Не отыскали. Ни фото, ни симки, ни карты памяти, ни какой-либо информации, которая хотя бы поверхностно дала представление о том, чем занималась Кама. Помимо номеров сотовой связи существуют еще и домашние номера, рабочие, которые не всегда вносят в мобилу, а для удобства пишут в специальном блокноте, некоторые – вообще на стене. Под стационарным телефонным аппаратом лежал единственный лист с десятком номеров-справок: автовокзала, железнодорожного и пригородного вокзалов, фирм такси, магазинов…
Вовчик залез в машину Артема, собираясь по дороге поделиться своими соображениями, но открылась задняя дверца, и в салон забрался Валентин:
– Ребята, подбросьте к прокуратуре.
– Нет, сначала сел, а потом просит, – недовольно пробубнил Вовчик. – Между прочим, кто недавно заказывал труп?

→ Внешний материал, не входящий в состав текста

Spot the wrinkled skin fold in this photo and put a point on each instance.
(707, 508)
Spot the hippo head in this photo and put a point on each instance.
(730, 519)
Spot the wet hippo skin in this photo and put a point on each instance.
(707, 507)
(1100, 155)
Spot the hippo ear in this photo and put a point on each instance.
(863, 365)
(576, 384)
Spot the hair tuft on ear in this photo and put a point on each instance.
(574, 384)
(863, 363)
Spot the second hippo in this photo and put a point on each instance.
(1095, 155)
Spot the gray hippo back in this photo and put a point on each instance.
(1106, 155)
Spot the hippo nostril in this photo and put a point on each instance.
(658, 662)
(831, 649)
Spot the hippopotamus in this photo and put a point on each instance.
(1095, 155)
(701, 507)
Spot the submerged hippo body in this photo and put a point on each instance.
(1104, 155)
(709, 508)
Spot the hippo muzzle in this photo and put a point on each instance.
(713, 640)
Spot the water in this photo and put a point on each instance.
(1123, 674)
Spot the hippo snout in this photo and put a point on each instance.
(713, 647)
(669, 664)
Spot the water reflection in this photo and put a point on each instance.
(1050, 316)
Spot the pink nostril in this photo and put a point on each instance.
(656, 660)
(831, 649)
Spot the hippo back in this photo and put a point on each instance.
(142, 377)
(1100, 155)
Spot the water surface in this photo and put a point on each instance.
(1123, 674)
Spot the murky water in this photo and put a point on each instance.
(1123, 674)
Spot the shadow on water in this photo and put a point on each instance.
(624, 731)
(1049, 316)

Желание исполнено, но при чем здесь мы? Париться-то нам придется. Трогай, Артем, не выгонять же его.
– Вам же по пути, – не обиделся Валентин. – Заодно обсудим план работы. У меня подозрение, что убитая только по свиданиям шастала.
– Может, она дистрибьютор, – возразил Вовчик. – Эти промоутеры всяческого барахла как раз имеют свободный график и постоянно встречаются с лохами, но…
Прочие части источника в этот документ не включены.